3. James Lee Jr. and Team / JPMorgan Chase

The $6.5 billion merger of UAL Corp.’s United Air Lines and Continental Airlines involved some of the biggest names in corporate deal making, but one stood out: James (Jimmy) Lee Jr.

The $6.5 billion merger of UAL Corp.’s United Air Lines and Continental Airlines involved some of the biggest names in corporate deal making, but one stood out: James (Jimmy) Lee Jr.

Lee, a vice chairman and veteran financier and merger adviser at JPMorgan Chase & Co., knew the deal inside out — and rightly so, given that he had negotiated an almost identical transaction for UAL chief executive Glenn Tilton in 2008.

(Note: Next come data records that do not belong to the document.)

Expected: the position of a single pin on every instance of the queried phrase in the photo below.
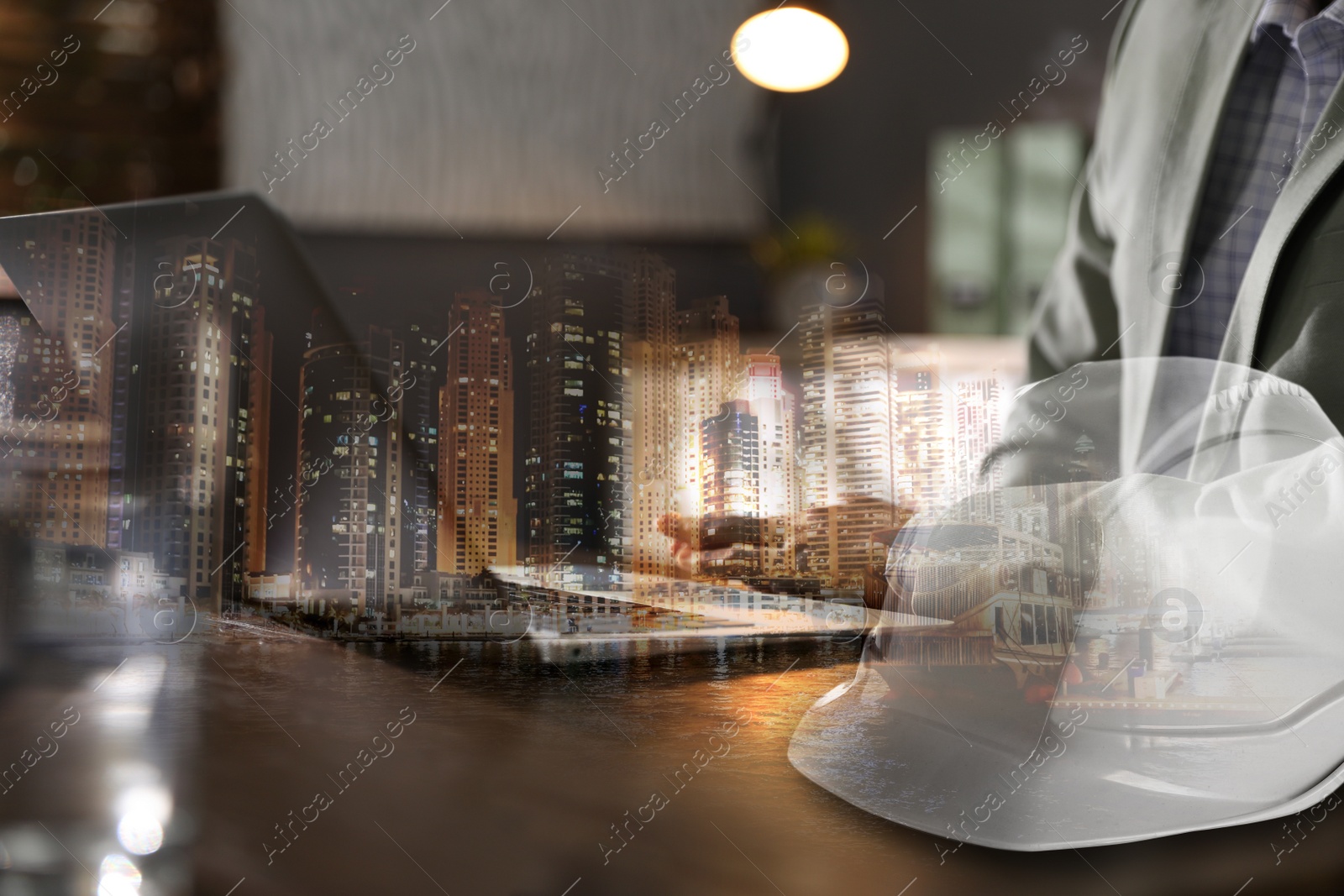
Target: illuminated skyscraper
(202, 391)
(730, 492)
(920, 439)
(577, 500)
(476, 506)
(654, 410)
(58, 432)
(347, 546)
(710, 374)
(850, 476)
(780, 501)
(425, 356)
(979, 427)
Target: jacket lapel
(1310, 176)
(1183, 165)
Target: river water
(526, 768)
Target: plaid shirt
(1289, 71)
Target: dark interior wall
(855, 152)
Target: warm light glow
(790, 50)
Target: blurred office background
(499, 120)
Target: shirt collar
(1289, 15)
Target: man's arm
(1075, 318)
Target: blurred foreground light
(143, 815)
(140, 833)
(790, 49)
(118, 876)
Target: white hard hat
(1119, 637)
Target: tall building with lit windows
(425, 356)
(654, 410)
(57, 432)
(201, 387)
(710, 374)
(976, 430)
(780, 501)
(577, 476)
(476, 506)
(850, 476)
(730, 492)
(349, 540)
(921, 443)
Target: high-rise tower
(347, 546)
(476, 504)
(577, 500)
(781, 483)
(710, 374)
(55, 484)
(920, 438)
(847, 437)
(202, 391)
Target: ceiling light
(790, 49)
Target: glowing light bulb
(790, 50)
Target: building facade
(850, 476)
(577, 476)
(476, 504)
(349, 548)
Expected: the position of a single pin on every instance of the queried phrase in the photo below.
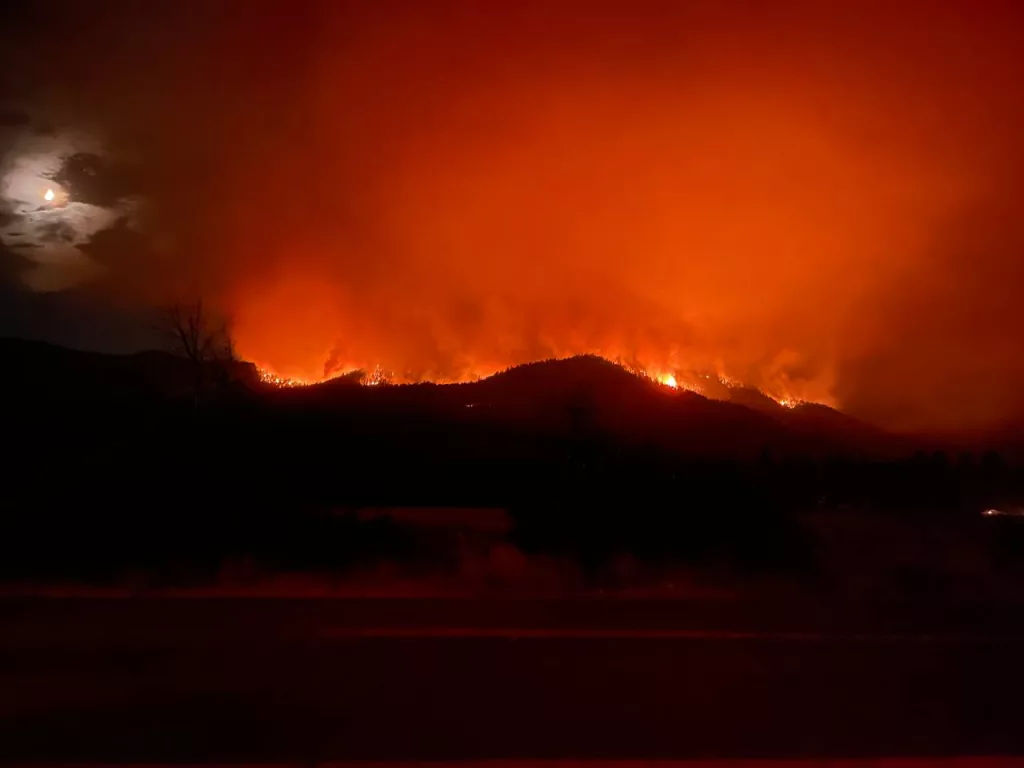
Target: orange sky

Tilton, a fan of consolidation, had started conversations with a handful of fellow airline CEOs back in 2006. Continental looked like the ideal merger partner, and Lee and Tilton negotiated a deal only to have Continental CEO Lawrence Kellner and his board pull out on the eve of the announcement.

In 2009, when Kellner’s successor, Jeffery Smisek, got wind that Tilton — again advised by Lee — was talking to US Airways Group, he called the UAL boss and suggested that the two of them sit down together. Lee says the deal they hammered out is virtually the same as the proposed transaction of 2008.

Lee, 57, ran a heavyweight JPMorgan team that included Thomas Miles, a managing director who left to join Morgan Stanley in July; Christopher Ventresca, co-head of North American M&A; and David Fox, head of Midwestern investment banking. He struck a good deal for Tilton: The owners of United parent UAL would hold 55 percent of the combined company, with Continental shareholders taking the rest. The latter got 1.05 UAL shares in exchange for each one of theirs. The combined entity formed the world’s largest carrier by revenues, leapfrogging Delta Air Lines.

Tilton also took counsel from Goldman Sachs’s Michael Carr, a senior member of the firm’s merger leadership group. Both banks were on par in terms of advice, but JPMorgan enjoyed a deeper relationship because it has long been a lender to UAL. Morgan Stanley M&A chief Robert Kindler worked with Continental alongside Lazard managing director Harry Pinson.